The 3 months correlation between Vivotek and Holy is 0.69. Overlapping area represents the amount of risk that can be diversified away by holding Vivotek and Holy Stone Enterprise in the same portfolio, assuming nothing else is changed. The correlation between historical prices or returns on Holy Stone Enterprise and Vivotek is a relative statistical measure of the degree to which these equity instruments tend to move together. The correlation coefficient measures the extent to which returns on Vivotek are associated (or correlated) with Holy Stone. Values of the correlation coefficient range from -1 to +1, where. The correlation of zero (0) is possible when the price movement of Holy Stone Enterprise has no effect on the direction of Vivotek i.e., Vivotek and Holy Stone go up and down completely randomly.

Pair Corralation between Vivotek and Holy Stone

Assuming the 90 days trading horizon Vivotek is expected to generate 4.61 times more return on investment than Holy Stone. However, Vivotek is 4.61 times more volatile than Holy Stone Enterprise. It trades about 0.06 of its potential returns per unit of risk. Holy Stone Enterprise is currently generating about -0.1 per unit of risk. If you would invest  12,200  in Vivotek on October 24, 2024 and sell it today you would earn a total of  1,250  from holding Vivotek or generate 10.25% return on investment over 90 days.
Time Period3 Months [change]
DirectionMoves Together 
StrengthSignificant
Accuracy100.0%
ValuesDaily Returns

Vivotek  vs.  Holy Stone Enterprise

 Performance 
       Timeline  
Vivotek 

Risk-Adjusted Performance

5 of 100

 
Weak
 
Strong
Modest
Compared to the overall equity markets, risk-adjusted returns on investments in Vivotek are ranked lower than 5 (%) of all global equities and portfolios over the last 90 days. In spite of fairly abnormal basic indicators, Vivotek showed solid returns over the last few months and may actually be approaching a breakup point.
Holy Stone Enterprise 

Risk-Adjusted Performance

0 of 100

 
Weak
 
Strong
Very Weak
Over the last 90 days Holy Stone Enterprise has generated negative risk-adjusted returns adding no value to investors with long positions. In spite of fairly stable basic indicators, Holy Stone is not utilizing all of its potentials. The latest stock price fuss, may contribute to near-short-term losses for the sophisticated investors.

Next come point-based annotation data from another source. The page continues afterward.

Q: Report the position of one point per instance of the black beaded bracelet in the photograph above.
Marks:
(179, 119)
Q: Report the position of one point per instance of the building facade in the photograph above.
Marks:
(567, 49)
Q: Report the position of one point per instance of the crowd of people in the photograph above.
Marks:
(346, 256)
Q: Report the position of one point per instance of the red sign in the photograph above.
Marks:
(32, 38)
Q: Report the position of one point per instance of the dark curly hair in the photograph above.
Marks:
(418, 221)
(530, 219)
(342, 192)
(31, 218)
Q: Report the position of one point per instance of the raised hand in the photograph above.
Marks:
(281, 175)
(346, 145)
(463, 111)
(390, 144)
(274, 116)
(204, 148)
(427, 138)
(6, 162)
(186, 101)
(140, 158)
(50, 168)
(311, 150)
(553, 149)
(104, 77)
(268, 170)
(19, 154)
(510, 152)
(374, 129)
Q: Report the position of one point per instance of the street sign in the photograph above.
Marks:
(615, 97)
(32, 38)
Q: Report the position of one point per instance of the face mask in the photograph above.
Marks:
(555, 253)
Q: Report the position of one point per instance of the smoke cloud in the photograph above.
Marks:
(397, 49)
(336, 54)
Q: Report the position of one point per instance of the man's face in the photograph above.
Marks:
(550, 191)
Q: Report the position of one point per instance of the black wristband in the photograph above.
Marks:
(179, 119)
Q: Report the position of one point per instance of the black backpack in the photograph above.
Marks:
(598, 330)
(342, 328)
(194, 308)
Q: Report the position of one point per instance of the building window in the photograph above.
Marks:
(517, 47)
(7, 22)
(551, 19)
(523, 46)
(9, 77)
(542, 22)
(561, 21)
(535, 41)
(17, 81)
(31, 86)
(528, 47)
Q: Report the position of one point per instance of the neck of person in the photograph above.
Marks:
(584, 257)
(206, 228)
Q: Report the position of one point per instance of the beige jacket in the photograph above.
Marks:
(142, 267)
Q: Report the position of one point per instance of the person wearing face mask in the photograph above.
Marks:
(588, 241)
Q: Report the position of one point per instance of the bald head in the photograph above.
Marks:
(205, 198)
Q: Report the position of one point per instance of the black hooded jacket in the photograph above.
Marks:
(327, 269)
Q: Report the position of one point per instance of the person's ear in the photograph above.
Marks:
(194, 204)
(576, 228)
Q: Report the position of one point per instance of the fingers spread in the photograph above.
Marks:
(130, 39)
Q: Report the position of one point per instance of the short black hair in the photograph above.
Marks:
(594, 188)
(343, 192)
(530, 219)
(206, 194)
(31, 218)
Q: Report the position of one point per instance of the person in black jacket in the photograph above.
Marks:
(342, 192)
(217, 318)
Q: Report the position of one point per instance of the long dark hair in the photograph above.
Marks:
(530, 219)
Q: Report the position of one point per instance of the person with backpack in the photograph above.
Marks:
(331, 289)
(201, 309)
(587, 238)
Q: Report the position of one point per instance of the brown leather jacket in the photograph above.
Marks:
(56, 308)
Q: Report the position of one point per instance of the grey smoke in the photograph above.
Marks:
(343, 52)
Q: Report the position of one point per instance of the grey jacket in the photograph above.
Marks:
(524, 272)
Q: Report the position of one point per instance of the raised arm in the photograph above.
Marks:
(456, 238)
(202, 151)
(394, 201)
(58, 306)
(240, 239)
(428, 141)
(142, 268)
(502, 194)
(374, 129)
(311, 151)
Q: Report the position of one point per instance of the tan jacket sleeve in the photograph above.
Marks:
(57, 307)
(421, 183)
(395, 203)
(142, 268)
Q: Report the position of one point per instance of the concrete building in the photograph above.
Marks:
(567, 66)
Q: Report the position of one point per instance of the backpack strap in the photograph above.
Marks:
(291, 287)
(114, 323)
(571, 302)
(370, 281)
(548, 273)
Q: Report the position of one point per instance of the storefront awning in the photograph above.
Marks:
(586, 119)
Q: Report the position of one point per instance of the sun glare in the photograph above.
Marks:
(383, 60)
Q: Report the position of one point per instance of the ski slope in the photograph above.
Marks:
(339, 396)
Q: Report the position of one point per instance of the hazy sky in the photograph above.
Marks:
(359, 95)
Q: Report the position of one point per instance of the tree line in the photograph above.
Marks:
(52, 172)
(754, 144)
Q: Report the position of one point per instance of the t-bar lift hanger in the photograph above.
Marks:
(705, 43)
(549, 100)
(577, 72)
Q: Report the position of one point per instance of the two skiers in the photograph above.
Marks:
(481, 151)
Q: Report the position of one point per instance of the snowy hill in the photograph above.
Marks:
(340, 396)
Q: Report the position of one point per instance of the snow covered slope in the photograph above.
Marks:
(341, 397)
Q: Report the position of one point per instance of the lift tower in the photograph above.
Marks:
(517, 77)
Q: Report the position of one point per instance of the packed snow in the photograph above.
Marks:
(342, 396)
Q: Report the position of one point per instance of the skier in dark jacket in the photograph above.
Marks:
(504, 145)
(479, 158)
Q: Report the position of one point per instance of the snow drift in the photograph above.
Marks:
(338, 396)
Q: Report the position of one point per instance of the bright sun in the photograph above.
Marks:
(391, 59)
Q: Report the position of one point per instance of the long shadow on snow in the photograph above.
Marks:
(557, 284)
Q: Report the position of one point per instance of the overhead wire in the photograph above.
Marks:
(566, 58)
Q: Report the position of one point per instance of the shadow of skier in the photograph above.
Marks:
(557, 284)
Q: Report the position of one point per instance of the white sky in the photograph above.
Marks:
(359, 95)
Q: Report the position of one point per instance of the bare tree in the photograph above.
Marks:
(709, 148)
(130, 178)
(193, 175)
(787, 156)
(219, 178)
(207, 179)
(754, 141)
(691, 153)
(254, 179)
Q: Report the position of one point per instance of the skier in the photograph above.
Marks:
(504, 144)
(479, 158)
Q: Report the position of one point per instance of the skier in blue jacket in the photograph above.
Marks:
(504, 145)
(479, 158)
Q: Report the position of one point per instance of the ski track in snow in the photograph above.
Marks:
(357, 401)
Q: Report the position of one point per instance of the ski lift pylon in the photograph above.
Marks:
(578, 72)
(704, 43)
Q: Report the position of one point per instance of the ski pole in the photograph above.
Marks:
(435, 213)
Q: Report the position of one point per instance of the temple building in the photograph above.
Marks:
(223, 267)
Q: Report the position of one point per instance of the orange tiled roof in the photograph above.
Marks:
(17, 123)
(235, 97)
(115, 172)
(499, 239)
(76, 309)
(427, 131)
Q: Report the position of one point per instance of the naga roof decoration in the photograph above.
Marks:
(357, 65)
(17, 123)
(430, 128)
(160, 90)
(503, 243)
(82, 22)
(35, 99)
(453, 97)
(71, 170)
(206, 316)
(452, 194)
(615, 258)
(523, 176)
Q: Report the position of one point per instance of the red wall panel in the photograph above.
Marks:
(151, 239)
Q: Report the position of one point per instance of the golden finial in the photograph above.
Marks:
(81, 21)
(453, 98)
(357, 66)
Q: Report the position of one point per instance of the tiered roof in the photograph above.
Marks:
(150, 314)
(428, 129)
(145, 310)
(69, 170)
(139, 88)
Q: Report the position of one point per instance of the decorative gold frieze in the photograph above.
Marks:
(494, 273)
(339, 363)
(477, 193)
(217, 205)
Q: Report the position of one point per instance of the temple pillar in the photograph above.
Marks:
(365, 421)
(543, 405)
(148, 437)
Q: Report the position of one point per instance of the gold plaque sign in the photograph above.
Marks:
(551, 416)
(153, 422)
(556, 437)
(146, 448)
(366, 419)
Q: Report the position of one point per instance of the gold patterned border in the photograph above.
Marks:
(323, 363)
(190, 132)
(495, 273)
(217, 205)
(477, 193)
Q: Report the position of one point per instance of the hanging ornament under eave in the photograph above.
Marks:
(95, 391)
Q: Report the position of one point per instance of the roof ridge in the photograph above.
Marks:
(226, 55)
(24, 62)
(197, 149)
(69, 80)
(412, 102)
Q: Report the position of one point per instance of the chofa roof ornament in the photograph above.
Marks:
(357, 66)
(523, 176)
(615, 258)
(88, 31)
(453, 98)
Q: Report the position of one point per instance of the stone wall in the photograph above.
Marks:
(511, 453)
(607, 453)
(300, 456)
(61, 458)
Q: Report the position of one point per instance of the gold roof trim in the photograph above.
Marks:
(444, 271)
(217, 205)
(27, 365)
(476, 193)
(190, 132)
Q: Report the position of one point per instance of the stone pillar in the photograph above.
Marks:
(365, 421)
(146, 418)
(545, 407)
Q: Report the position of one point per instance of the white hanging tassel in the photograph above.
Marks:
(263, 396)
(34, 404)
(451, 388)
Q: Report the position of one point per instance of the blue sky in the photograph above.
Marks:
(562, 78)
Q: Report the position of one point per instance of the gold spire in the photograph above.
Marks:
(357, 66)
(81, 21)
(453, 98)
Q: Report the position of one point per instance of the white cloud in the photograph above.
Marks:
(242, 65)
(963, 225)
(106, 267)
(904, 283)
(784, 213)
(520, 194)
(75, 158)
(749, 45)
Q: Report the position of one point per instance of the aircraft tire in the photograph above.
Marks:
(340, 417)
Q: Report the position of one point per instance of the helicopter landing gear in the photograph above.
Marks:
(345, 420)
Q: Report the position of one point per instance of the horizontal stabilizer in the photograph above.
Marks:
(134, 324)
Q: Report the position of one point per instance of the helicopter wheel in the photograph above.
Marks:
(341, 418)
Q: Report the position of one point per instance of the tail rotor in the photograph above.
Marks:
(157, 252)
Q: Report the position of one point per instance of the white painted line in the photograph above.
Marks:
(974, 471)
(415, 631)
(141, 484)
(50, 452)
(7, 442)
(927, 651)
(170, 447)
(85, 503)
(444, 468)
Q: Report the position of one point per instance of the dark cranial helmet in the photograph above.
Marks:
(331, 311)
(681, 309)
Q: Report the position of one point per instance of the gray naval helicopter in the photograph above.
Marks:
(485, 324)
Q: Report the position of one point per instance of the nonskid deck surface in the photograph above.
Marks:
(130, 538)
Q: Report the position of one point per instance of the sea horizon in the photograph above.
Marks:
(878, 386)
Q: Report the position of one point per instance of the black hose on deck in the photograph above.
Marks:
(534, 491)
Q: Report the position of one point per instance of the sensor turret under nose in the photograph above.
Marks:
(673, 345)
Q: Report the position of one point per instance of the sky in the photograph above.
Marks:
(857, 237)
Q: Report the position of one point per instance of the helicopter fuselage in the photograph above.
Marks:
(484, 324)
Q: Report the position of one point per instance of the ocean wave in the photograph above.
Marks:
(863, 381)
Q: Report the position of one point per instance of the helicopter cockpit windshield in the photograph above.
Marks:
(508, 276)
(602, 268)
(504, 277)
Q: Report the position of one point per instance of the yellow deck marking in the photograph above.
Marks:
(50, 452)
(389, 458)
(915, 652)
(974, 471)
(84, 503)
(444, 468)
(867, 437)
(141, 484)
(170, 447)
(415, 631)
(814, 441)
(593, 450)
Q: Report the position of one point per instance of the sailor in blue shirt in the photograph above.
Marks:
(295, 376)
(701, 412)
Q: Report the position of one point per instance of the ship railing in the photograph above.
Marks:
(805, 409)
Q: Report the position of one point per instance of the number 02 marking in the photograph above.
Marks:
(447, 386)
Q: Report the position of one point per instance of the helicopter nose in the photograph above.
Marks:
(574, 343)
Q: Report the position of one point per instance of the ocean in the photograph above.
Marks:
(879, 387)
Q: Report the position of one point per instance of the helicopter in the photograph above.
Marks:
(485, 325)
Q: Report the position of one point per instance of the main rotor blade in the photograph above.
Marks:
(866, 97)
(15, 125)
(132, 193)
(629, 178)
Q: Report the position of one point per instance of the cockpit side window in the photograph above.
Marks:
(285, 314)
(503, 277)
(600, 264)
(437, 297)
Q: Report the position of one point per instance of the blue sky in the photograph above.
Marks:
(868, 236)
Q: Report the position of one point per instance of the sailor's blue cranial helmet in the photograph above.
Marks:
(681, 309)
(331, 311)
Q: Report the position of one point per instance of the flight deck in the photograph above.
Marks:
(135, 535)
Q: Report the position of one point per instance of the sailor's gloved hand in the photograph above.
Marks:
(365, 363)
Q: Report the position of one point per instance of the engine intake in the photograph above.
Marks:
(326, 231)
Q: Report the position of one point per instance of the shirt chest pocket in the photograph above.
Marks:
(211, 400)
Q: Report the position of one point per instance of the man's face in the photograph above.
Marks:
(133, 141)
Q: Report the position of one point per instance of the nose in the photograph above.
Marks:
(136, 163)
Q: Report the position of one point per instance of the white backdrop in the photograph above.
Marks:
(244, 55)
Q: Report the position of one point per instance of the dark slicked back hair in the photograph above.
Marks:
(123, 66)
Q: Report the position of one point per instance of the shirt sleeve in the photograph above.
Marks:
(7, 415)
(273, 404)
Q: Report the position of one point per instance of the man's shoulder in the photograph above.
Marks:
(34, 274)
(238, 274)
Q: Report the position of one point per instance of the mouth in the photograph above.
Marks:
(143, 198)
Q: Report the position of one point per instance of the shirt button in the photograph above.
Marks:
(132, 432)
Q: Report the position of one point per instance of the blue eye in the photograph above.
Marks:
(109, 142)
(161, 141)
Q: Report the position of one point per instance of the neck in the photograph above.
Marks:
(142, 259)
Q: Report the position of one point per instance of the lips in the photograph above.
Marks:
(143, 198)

Vivotek and Holy Stone Volatility Contrast

   Predicted Return Density   
       Returns  

Pair Trading with Vivotek and Holy Stone

The main advantage of trading using opposite Vivotek and Holy Stone positions is that it hedges away some unsystematic risk. Because of two separate transactions, even if Vivotek position performs unexpectedly, Holy Stone can make up some of the losses. Pair trading also minimizes risk from directional movements in the market. For example, if an entire industry or sector drops because of unexpected headlines, the short position in Holy Stone will offset losses from the drop in Holy Stone's long position.
The idea behind Vivotek and Holy Stone Enterprise pairs trading is to make the combined position market-neutral, meaning the overall market's direction will not affect its win or loss (or potential downside or upside). This can be achieved by designing a pairs trade with two highly correlated stocks or equities that operate in a similar space or sector, making it possible to obtain profits through simple and relatively low-risk investment.
Check out your portfolio center.
Note that this page's information should be used as a complementary analysis to find the right mix of equity instruments to add to your existing portfolios or create a brand new portfolio. You can also try the Stocks Directory module to find actively traded stocks across global markets.